顾挽澜方才正要动作,猝不及防头顶上的地板就坍塌了下来,她只来得及侧过身,掉落的木料瞬间就砸得她整个左半边身体发麻,咳出一口血来。
顾挽澜咬了牙,纵身一跃,单手挂在了洞口处,右手手臂上的肌肉鼓起,一个卷身,在火舌舔舐过来之前,窜了上去。
“朱恒远!去找后院的——”
只是,话刚说出口,却发现楼上的气氛意外的冷肃。
顾挽澜神情一顿,从地板上爬了起来,就看到质子竟是落到了一名壮汉手中,而朱恒远站在哑仆身前,面色苍白一动不动,显然是正被人从身后用武器相逼!
顾挽澜伸手抹去了嘴角的血迹,看着哑仆,冷笑了一声,“你到底是谁的人。”
哑仆没有做声,只是用一双幽深的眼看着她。
顾挽澜拖着半边发麻的身子,一步步上前,“此次出行,事出突然,朝中人知之甚少,而尔等却能寻得先机,且——”
顾挽澜嘲讽一笑,“还大发善心,救了我等,并不愿取我等性命。”
哑仆终是开了口,声音嘶哑,语调沁着一股冷,“你很聪明。”
“大人?”
朱恒远自从大意轻敌,被那哑仆近了身,用暗器挟持后,脑海中就一直在急迫地想如今解决之法,可如今按照指挥使大人所言,这群人竟不是为了取质子和他们的性命而来?
顾挽澜眼神更冷,“你们并未避我,如此便是想着今日吧。”
哑仆笑了笑,手中暗器朝着朱恒远背后又送了送,“同为陛下办差而已。”
办差?
顾挽澜差点气笑了,这哑仆真不愧是崔家的人,说话行事真有崔狗风范,这不明摆着是给她显摆是她不够得圣心,所以陛下把她当做这次任务的靶子么,“行,都把陛下搬出来了,我能拿你们崔家人怎么办呢。”
“崔家?你们是崔家的人?!”
朱恒远惊了。
他怎么也没想到是这哑仆和壮汉竟是崔家的人,可转念一想,他也明白了过来。柔兰质子事关重大,陛下派出明暗两方人马不是不可能,而哑仆等人能如此熟知他们一路的行踪,大概率是因为他们队伍中出了内鬼。而显而易见,这个内鬼便是崔家亲自送进来的陈大夫。

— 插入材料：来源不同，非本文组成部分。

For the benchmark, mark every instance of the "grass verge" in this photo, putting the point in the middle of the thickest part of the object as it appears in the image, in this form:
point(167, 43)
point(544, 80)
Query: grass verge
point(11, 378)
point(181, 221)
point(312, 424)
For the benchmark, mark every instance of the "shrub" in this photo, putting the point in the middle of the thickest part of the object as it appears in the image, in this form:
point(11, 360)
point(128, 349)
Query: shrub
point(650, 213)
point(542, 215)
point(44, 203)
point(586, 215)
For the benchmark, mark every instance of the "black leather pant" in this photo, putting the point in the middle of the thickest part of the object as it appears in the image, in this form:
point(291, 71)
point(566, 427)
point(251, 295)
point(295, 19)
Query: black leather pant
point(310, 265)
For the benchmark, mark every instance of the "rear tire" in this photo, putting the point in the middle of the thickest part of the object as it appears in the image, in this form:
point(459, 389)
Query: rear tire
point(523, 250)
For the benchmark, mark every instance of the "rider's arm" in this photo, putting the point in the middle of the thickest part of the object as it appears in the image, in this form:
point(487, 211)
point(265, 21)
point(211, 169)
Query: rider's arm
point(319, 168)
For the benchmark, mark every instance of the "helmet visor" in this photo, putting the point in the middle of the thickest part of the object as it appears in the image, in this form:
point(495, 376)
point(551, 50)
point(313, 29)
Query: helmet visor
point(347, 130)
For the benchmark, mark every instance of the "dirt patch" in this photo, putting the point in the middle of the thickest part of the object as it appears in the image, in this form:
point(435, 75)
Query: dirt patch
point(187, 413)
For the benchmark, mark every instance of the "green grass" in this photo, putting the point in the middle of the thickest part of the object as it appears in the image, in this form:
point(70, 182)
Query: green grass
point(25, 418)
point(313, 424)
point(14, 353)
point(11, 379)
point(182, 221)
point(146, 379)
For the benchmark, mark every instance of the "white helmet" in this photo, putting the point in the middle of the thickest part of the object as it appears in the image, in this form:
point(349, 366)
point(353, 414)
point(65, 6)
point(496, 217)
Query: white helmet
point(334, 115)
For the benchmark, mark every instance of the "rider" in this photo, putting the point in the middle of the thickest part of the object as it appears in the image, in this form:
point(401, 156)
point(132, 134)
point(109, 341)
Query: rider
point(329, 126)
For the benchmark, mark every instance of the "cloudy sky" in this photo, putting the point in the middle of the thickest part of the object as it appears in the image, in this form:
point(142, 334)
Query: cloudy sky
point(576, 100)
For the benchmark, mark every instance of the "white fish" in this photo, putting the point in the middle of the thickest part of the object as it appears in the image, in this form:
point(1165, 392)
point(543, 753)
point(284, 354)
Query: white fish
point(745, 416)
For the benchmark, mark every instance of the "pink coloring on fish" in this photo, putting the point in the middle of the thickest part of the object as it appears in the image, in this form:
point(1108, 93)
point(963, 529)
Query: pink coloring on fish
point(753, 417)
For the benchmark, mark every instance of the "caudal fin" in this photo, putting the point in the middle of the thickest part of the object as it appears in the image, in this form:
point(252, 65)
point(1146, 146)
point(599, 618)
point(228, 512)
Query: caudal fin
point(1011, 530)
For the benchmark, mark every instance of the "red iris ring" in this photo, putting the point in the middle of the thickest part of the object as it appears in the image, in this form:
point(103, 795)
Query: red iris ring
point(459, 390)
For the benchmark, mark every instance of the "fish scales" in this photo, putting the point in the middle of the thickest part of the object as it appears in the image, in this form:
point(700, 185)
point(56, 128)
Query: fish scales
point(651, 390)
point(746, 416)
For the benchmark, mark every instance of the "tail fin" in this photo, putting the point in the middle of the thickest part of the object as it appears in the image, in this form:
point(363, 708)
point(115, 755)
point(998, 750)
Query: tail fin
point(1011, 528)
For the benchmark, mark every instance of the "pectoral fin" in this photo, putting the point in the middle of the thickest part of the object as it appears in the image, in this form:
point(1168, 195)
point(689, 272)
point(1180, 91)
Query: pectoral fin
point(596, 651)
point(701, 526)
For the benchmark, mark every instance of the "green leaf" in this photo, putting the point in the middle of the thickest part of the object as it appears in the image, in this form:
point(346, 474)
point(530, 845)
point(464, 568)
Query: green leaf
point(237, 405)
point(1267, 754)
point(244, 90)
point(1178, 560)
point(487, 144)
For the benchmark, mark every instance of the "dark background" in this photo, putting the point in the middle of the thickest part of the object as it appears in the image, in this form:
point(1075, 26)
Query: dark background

只是不知这崔家人在皇帝面前是说了什么花言巧语,得了圣心,竟是让他们绣衣使都做了鱼饵。
壮汉见顾挽澜已经猜到了他们的身份,便也不再遮掩,从怀中掏出了一块崔家的令牌,粗声粗气道,“如此,质子便由我们带回京城,绣衣使各位大人们辛苦了。”
“虽说如此,为防错漏,我还是得检查一下你们令牌核验身份的。”
顾挽澜看向的却是两人中的哑仆,哑仆看了壮汉一眼,壮汉便把手中令牌抛向了顾挽澜。
顾挽澜手一抬,就接住了令牌,大约是为了看得更加清楚,还转过身借了借二楼烧起来的火光。
“没什么问题,确实是崔家的令牌。”顾挽澜走了过来,将手中的令牌朝着哑仆递了过去,哑仆套着牛皮手套的右手就要去接,顾挽澜却是突然一个踉跄,手中的令牌无意探入了哑仆的袖中。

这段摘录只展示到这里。